NameError: name 'x' is not defined

<matplotlib.figure.Figure at 0x107551f50>

    4(1). I tried to make the code simple and readable by choosing descriptive variable names and writing comments. I also separated different pieces of code (the simulation itself, the standard error and the plot) into different cells for the viewer to focus on a specific part without being distracted by the rest of the code.
    
    4(2). There are two ways to improve the accuracy of the approximation. First, we can increase the sample size for a specific number of throws as I did in the second question. The mean of a bigger number of approximations for a fixed sample size gives us a better approximation of the real value. Even if the number of throws is very low, we can repeat the simulation many times and, on average, the mean will be close to pi because the model is randomized (not biased) and, on average, it will produce higher estimates as often as lower estimates. 
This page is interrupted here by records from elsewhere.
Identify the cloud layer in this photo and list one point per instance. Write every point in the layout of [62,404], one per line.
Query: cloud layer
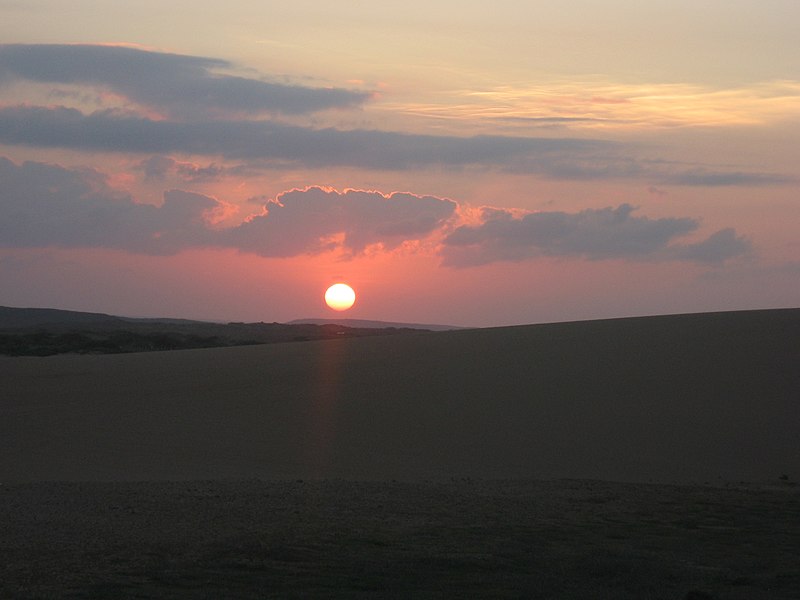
[194,106]
[594,234]
[172,84]
[48,205]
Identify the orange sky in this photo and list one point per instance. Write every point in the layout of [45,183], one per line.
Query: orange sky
[456,163]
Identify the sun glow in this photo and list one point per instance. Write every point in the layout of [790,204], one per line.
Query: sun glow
[340,296]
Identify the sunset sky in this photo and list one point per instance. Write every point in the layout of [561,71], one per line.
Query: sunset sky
[456,162]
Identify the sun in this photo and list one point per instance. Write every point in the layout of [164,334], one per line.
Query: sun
[340,296]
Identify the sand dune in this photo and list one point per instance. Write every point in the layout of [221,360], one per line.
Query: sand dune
[674,398]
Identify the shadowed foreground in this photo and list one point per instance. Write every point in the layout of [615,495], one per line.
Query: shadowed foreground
[688,398]
[501,539]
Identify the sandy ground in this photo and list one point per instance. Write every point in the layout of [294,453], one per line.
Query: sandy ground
[690,398]
[465,539]
[479,428]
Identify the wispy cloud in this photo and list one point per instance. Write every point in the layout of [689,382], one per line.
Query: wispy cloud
[63,127]
[171,84]
[605,106]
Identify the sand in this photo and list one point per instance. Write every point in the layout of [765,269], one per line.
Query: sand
[636,458]
[684,399]
[464,539]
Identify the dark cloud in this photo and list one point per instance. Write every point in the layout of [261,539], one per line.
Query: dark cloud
[717,248]
[278,144]
[159,167]
[178,85]
[315,220]
[593,234]
[47,205]
[711,178]
[266,140]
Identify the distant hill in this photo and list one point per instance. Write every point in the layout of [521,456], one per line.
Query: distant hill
[47,331]
[12,318]
[363,323]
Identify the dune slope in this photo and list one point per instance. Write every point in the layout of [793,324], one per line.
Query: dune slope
[673,398]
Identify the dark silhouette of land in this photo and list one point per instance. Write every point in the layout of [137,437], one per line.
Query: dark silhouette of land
[631,458]
[45,332]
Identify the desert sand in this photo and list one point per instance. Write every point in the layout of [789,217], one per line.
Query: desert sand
[634,458]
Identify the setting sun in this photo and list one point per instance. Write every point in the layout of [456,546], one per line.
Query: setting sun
[340,296]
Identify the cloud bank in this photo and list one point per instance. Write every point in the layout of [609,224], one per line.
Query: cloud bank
[48,205]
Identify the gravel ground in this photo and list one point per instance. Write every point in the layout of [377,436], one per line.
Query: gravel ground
[427,539]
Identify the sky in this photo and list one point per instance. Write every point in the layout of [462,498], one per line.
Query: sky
[457,162]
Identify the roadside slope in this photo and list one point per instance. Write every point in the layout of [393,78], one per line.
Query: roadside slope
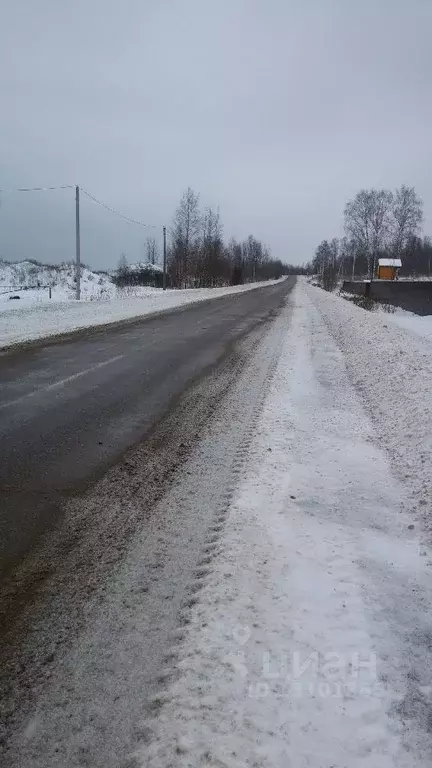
[44,320]
[310,643]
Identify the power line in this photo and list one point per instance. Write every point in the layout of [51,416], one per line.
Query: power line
[38,189]
[117,213]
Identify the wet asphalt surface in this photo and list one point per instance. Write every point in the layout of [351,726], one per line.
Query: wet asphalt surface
[70,408]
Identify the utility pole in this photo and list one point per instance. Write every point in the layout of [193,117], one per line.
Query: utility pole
[77,246]
[164,272]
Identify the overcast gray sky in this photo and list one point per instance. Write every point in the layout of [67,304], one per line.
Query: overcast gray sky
[278,111]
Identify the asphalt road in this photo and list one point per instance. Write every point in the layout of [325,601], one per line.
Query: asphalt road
[69,409]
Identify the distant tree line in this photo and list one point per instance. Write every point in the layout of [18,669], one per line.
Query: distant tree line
[139,274]
[377,223]
[198,256]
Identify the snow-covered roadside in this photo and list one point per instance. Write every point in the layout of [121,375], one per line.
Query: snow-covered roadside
[418,324]
[310,644]
[391,368]
[40,320]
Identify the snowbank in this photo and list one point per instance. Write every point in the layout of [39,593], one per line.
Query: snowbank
[391,368]
[309,646]
[47,319]
[421,325]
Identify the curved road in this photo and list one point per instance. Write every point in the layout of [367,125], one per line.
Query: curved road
[71,407]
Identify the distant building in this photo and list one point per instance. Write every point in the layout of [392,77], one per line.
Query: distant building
[388,269]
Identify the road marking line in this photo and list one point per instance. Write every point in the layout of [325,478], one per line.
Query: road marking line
[62,382]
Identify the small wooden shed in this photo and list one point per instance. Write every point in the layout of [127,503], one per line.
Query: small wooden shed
[388,269]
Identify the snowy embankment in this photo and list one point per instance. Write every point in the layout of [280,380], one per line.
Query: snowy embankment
[310,644]
[47,319]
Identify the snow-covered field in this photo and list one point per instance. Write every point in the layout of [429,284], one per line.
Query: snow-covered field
[32,281]
[421,325]
[37,320]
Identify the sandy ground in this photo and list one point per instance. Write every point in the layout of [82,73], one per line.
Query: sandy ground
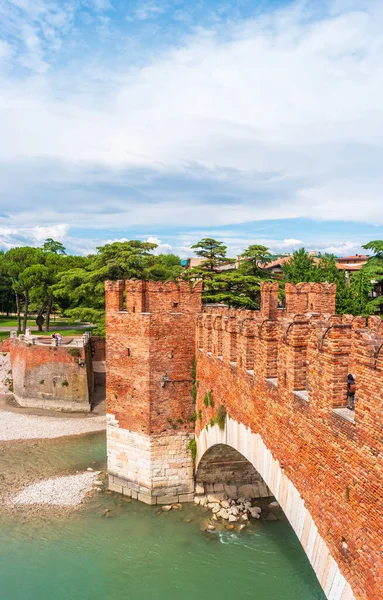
[29,487]
[15,426]
[59,491]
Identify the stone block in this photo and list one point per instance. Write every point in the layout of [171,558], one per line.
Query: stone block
[167,499]
[114,487]
[147,499]
[186,498]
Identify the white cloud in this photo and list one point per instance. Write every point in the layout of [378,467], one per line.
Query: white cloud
[282,112]
[148,10]
[31,236]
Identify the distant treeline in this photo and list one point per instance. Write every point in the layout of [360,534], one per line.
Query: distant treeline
[45,280]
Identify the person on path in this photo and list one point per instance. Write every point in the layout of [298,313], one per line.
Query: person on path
[351,389]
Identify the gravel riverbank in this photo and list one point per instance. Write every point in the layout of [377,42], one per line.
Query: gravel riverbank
[14,426]
[58,491]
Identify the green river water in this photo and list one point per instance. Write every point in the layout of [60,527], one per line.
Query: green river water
[141,552]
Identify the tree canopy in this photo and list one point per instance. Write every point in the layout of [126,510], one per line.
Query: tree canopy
[47,279]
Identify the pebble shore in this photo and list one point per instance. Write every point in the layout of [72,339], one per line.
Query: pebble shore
[59,491]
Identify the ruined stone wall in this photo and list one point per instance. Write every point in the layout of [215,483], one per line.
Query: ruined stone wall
[149,353]
[283,376]
[50,377]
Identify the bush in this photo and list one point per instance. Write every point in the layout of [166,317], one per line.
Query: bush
[193,448]
[221,417]
[76,352]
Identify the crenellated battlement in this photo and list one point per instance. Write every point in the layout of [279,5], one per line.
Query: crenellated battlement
[279,375]
[134,296]
[310,351]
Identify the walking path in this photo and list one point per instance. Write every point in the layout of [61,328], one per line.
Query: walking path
[14,426]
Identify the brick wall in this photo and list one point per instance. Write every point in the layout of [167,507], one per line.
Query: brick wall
[149,352]
[283,375]
[50,377]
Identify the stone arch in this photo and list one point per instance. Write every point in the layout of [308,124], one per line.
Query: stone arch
[251,446]
[223,469]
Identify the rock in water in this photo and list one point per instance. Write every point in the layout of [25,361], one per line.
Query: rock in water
[216,497]
[223,514]
[271,517]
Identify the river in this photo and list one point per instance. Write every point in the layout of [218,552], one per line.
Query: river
[136,551]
    Another way to increase the accuracy, if the number of samples is fixed, is to increase the number of throws. As the number of throws approaches infinity, we get a far better estimate of the ratio of the circle area to the square area. If the number of throws is infinitely big, even a single run of the simulation will give us a very reliable, if not perfect, estimate of the actual number. However, as the computational power and time are limited, this is almost impossible in real life. 
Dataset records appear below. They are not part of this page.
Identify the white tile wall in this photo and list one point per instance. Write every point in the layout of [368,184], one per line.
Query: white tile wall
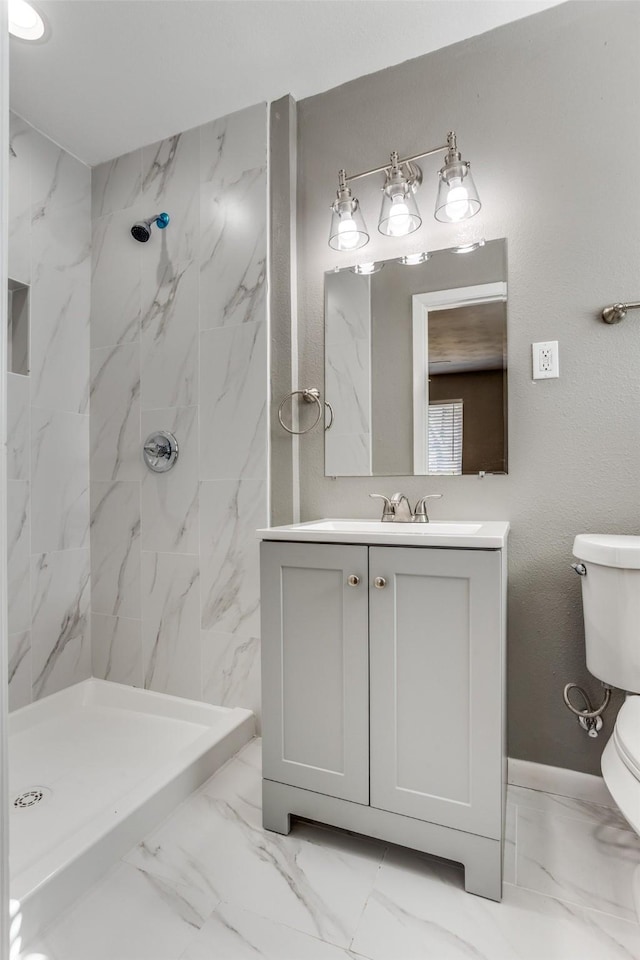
[178,336]
[48,420]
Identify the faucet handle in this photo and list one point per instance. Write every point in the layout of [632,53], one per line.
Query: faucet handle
[388,511]
[420,514]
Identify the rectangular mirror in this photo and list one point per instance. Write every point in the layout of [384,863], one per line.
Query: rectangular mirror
[416,366]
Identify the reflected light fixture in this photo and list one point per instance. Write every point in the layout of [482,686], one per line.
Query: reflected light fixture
[457,198]
[413,259]
[24,21]
[366,269]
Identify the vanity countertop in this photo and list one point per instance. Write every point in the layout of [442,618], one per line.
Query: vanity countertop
[465,534]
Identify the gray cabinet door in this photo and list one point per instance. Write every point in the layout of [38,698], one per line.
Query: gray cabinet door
[315,668]
[436,686]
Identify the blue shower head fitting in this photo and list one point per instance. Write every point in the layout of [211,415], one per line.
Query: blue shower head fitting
[141,231]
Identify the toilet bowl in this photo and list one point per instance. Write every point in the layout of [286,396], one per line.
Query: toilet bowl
[611,604]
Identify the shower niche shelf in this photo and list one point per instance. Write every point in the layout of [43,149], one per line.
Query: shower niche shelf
[18,332]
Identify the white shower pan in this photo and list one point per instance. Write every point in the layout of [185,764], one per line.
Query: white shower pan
[93,768]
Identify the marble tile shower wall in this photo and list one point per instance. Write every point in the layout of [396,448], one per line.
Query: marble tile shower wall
[179,342]
[48,420]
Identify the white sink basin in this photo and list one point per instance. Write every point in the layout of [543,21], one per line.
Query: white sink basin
[479,535]
[431,529]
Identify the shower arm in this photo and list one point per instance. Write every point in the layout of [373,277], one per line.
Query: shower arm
[618,311]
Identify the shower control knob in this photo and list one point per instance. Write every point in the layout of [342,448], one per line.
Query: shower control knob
[160,451]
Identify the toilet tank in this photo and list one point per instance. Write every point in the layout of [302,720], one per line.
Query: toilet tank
[611,603]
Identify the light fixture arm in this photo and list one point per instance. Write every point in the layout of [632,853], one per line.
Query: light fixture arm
[400,162]
[618,311]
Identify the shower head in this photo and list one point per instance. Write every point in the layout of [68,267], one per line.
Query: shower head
[141,231]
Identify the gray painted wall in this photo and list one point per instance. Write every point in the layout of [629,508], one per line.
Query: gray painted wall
[560,86]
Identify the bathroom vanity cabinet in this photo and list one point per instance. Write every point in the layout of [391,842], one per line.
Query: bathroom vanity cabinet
[383,695]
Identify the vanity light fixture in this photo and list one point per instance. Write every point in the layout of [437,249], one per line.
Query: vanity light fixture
[413,259]
[457,197]
[348,231]
[24,21]
[366,269]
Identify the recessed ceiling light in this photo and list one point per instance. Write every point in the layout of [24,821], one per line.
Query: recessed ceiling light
[24,21]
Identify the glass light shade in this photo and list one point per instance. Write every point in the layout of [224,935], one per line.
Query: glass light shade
[25,22]
[457,195]
[399,214]
[348,230]
[365,269]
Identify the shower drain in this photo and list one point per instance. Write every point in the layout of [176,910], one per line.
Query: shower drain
[31,797]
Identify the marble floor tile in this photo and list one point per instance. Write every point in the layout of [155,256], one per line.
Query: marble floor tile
[235,934]
[314,880]
[130,915]
[419,911]
[579,861]
[210,883]
[555,805]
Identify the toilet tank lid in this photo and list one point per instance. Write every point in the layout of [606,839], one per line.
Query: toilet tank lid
[609,550]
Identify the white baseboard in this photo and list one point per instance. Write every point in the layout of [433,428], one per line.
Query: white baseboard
[564,783]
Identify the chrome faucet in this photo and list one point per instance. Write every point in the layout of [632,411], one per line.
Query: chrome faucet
[397,508]
[388,510]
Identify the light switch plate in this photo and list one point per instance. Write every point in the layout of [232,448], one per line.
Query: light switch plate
[545,360]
5  To get one more decimal digit of accuracy we need to have a standard error which is 1/10 as large, which requires a 10^2-fold increase in computation. To get three more digits of accuracy requires 1000^2 times as much computation.  For example, if the researcher needs at least 10 digits, the standard error has to be less than 10^-10. As O(n^(-1/2)), n has to be larger than 10^20. I know that it takes my computer ≅0.09 sec to calculate the estimate when the number of throws is 10^5, so, by multiplying it by 10^15 I get 9*10^13 sec or approx. 3000000 years. It shows that this model is not so good for cases which require high precision.

HC modeling - I created a model that empirically calculates the value of pi and analyzed the accuracy of this model using standard errors.

HC dataviz - I plotted the pi estimates with error bars for different sample sizes. The figure demonstrates how the error decreases as the sample size gets bigger as well as illustrates that the approximates are getting better.

HC sampling - I generated multiple samples to calculate the standard error for the approximations.